P.S.: As always, if my reasoning doesn’t sound sound, sound a controverse voice, please :nerd_face: :+1:

This is a decision that you made on your personal use case.
maybe as a fyi: when you want to test a upgrade or downgrade from a failed migration you only need a database backup. all other data (not including the 3rd party plugins) can be recovered from this.

anyway this is a little out of context for the original question of which i think is now covered enough :slight_smile:

Hi @Tobias_Trabelsi thank you for your input.

Please excuse the following if i am mistaken! (But:)
My interpretation right now is that this thread has been marked “available for closure” by you without me marking an answer as a Solution.

If that is the case: please unmark it, this is not something i would want to happen with this thread.

It is your (sonarsources) forum, which implies that you (sonarsource) obviously have every right to moderate as you want. You already found a way to “mass-administrate” many issues into discontinuability by forcing closure after someone marked an answer as a reply and seven days have passed. (i myself am not a friend of this forced mute-ing)

Please do not start to do this on purpose without asking for the thread openers agreement. And to repeat: if that is none of your doing, please do take it kindly (take it kindly too, if it is your doing :nerd_face: ) … but please, if you can, see to undo it.

Hi,

A solution was ‘accepted’ by… someone. That started the timer for post closure.
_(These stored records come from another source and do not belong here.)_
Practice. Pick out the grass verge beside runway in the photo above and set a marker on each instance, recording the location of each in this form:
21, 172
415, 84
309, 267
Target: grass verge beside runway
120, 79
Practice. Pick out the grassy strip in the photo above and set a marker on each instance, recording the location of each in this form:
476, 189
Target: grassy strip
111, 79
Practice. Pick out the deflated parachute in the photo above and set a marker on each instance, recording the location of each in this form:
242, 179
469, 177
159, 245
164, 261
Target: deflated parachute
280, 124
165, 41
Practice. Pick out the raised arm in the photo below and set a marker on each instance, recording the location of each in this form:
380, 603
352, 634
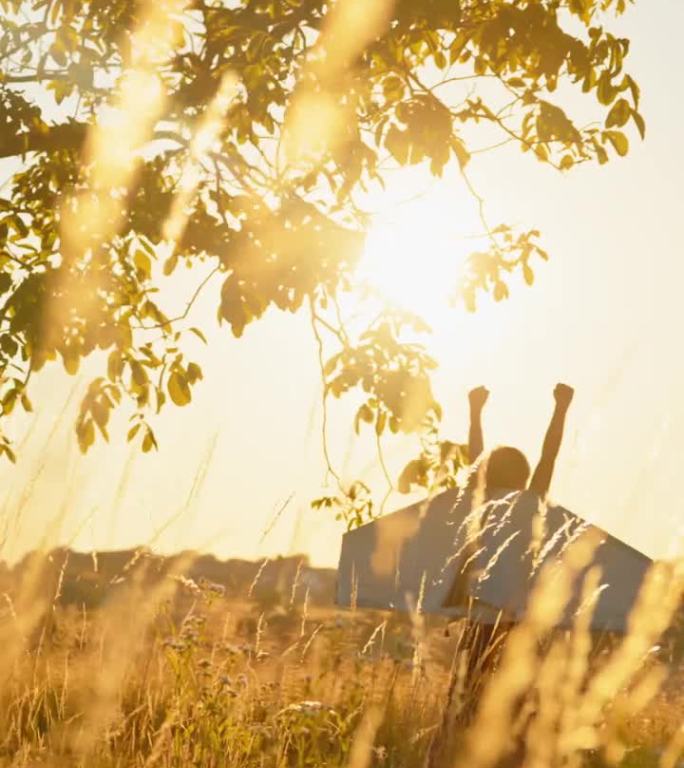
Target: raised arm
541, 479
476, 398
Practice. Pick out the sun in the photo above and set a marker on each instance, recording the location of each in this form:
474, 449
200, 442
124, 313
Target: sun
415, 254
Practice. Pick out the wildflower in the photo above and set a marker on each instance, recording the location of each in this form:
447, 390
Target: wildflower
212, 588
188, 584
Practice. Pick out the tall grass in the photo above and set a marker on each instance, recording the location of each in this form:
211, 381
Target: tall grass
173, 673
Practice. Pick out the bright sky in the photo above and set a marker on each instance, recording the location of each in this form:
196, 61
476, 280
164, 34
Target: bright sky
603, 315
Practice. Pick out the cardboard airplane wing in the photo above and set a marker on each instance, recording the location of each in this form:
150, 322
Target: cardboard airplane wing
443, 557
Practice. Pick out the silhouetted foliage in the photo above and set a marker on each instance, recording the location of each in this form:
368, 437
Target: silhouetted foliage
282, 233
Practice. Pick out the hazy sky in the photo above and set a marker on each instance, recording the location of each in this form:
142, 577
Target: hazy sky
605, 315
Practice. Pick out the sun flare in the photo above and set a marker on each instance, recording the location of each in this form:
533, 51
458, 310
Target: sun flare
415, 254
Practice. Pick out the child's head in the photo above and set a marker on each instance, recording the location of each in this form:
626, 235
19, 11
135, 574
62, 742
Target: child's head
506, 467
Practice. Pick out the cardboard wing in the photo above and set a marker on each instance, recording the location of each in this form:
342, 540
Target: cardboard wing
440, 554
526, 538
401, 559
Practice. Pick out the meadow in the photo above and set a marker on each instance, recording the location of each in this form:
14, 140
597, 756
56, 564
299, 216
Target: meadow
174, 671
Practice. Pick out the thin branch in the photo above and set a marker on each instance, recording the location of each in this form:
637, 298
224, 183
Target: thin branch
324, 401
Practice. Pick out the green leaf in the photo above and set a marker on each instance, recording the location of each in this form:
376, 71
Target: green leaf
619, 141
619, 114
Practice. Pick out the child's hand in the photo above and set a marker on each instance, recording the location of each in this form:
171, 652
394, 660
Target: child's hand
477, 398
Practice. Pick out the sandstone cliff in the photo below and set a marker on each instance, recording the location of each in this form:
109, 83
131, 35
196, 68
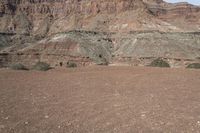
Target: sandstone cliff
98, 31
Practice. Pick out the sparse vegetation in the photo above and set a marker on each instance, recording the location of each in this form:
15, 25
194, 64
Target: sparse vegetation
159, 63
18, 66
194, 65
41, 66
71, 64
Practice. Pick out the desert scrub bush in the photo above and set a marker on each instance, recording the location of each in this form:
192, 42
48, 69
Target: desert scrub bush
41, 66
194, 65
71, 64
159, 63
18, 66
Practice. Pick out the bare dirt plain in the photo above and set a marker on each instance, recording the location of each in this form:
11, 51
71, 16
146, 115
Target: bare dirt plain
100, 99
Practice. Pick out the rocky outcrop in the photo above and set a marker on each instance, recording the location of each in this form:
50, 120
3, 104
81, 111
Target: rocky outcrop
45, 17
86, 48
98, 32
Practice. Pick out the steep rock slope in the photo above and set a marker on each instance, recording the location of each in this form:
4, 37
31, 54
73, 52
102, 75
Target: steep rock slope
98, 31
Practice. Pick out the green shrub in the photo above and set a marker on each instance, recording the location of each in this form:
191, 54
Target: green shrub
41, 66
159, 63
71, 64
18, 66
194, 65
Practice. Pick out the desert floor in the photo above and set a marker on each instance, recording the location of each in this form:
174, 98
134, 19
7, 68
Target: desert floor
100, 99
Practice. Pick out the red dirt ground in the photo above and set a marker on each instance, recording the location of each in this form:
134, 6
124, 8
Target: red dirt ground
100, 99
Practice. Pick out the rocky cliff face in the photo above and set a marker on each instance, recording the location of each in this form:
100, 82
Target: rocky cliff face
43, 17
98, 31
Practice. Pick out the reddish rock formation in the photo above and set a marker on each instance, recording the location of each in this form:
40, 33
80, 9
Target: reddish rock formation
52, 16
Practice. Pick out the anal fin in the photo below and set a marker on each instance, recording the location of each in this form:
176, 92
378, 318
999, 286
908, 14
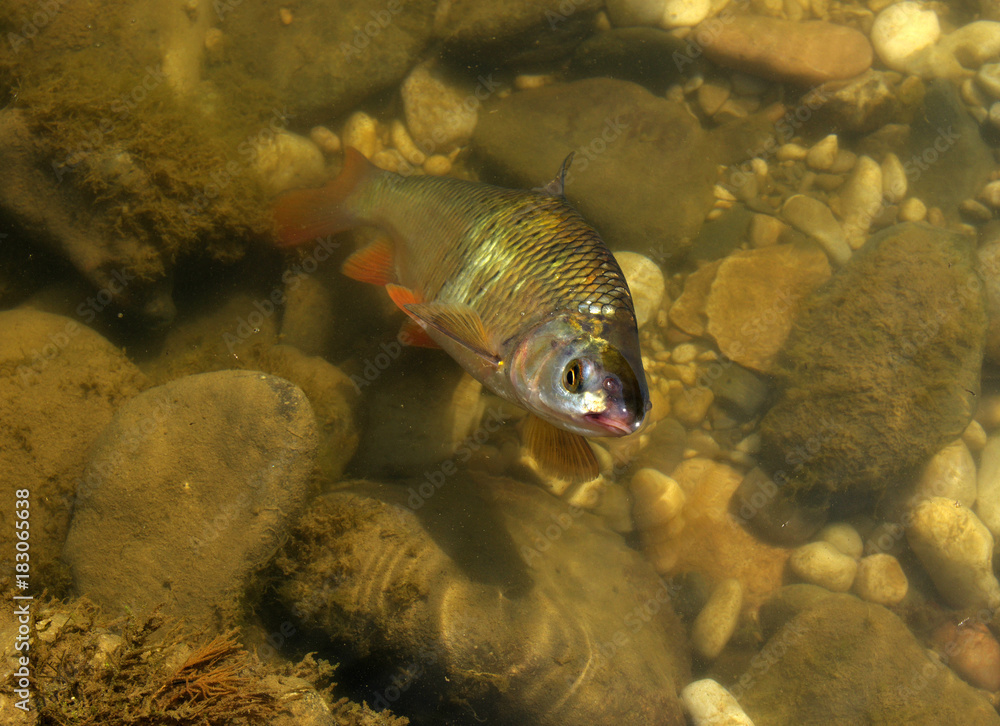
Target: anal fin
456, 328
413, 334
559, 453
373, 264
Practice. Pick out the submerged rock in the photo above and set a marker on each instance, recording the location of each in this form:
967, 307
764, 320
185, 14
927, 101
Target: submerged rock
188, 491
882, 366
501, 596
836, 659
807, 52
60, 383
633, 150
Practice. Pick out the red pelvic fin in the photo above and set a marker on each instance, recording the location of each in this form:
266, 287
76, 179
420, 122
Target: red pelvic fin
413, 334
403, 296
306, 214
373, 264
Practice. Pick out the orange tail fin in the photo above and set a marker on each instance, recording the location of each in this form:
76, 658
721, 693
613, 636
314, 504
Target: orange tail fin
305, 214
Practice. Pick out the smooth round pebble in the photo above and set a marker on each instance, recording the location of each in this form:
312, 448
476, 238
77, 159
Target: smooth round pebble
901, 30
325, 139
437, 165
988, 78
717, 621
361, 132
912, 210
861, 200
823, 154
657, 498
288, 161
844, 537
791, 152
881, 580
645, 282
894, 183
684, 353
950, 473
709, 704
823, 564
988, 486
991, 194
684, 13
815, 219
956, 550
625, 13
441, 113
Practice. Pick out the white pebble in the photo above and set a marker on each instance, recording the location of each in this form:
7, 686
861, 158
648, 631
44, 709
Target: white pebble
791, 152
988, 486
325, 139
912, 210
988, 79
902, 30
861, 200
881, 580
950, 473
684, 353
991, 194
956, 550
894, 184
823, 564
441, 114
646, 283
717, 621
361, 132
709, 704
401, 139
657, 498
437, 165
684, 13
288, 161
816, 220
625, 13
844, 537
823, 154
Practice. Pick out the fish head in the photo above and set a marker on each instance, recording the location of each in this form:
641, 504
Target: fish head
575, 377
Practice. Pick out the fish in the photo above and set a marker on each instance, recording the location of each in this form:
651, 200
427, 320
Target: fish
514, 284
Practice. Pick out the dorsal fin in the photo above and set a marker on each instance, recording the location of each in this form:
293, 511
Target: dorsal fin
557, 187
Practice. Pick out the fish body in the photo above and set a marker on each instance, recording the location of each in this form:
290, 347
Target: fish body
514, 284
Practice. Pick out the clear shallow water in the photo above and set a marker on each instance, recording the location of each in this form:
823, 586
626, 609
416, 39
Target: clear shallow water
811, 363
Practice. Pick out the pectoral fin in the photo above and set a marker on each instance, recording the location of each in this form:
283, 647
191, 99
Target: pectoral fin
559, 453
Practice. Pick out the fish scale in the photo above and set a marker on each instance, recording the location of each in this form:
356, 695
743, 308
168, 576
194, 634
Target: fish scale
514, 285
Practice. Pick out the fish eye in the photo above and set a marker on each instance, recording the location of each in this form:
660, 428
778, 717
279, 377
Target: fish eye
573, 376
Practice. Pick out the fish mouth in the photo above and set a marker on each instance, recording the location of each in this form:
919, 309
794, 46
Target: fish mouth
614, 426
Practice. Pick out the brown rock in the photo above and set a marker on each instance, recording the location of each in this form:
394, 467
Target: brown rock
705, 538
688, 311
807, 53
755, 296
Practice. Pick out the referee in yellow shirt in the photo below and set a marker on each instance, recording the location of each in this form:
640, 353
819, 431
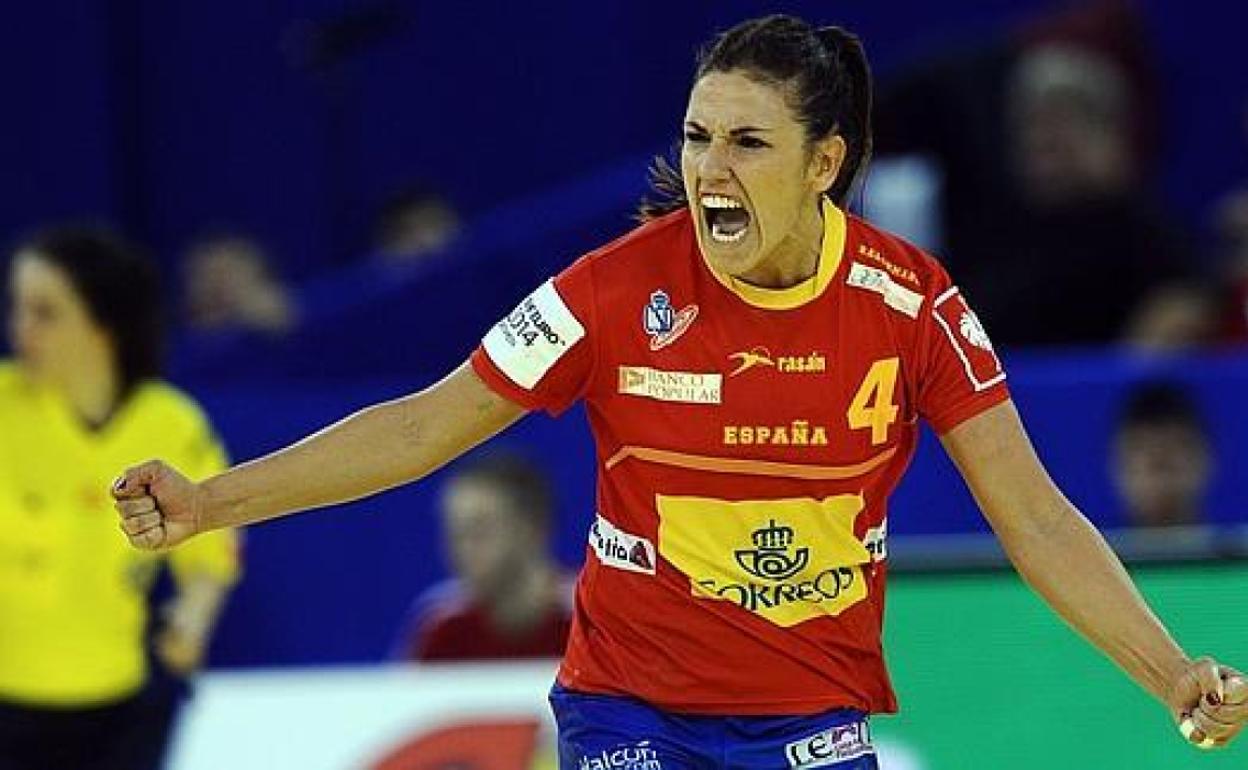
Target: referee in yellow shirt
79, 401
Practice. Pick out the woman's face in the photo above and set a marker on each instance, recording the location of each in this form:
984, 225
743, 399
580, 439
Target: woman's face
51, 330
749, 171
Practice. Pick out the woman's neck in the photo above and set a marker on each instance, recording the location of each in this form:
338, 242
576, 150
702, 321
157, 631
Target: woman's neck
796, 257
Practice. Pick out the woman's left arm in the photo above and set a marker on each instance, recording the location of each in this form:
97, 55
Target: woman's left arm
1067, 562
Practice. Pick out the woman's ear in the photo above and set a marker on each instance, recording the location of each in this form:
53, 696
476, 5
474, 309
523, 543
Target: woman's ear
826, 161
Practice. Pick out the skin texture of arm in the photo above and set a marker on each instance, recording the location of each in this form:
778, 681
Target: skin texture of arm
1048, 540
376, 448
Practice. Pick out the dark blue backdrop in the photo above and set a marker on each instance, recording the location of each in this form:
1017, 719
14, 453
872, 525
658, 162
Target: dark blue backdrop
179, 116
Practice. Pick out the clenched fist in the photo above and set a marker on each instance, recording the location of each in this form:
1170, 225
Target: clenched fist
159, 506
1209, 703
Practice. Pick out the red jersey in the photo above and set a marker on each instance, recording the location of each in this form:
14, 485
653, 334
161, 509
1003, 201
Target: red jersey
748, 441
453, 625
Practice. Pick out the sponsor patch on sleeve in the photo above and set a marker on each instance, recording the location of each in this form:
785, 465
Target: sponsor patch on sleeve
895, 295
969, 338
529, 341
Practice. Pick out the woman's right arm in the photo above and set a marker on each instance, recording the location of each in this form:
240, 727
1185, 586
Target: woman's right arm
376, 448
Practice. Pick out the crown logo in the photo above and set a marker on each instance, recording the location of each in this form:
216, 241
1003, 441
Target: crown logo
770, 558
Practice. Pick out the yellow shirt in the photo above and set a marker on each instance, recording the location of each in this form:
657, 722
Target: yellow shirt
73, 592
Your OP was about including 3rd-party plugins in an 8.9 SonarQube instance on Docker. There are multiple options for that in this thread:

  • the setup referenced in the docs
  • your own solution
  • Tobias’ counterproposal

In short, the question/request in the OP seems to be fully addressed.

In light of that, would you mind explaining why the thread should remain open?

 
Thx,
Ann

Hi @ganncamp, this is baiting to create the grounds for setting an example why this thread is in need of closure :wink:

I started a different thread already because of this. Might be a bit diluting because there i include a slightly different POV, but most probably our conversation should continue here

To give a short answer here (and repeat my asking for un-setting the solution, which definitely is not the reply i would select): I like to keep my threads open because the forced closing kills community interaction. And sometimes the better answers take longer than this artificial time-frame allows for.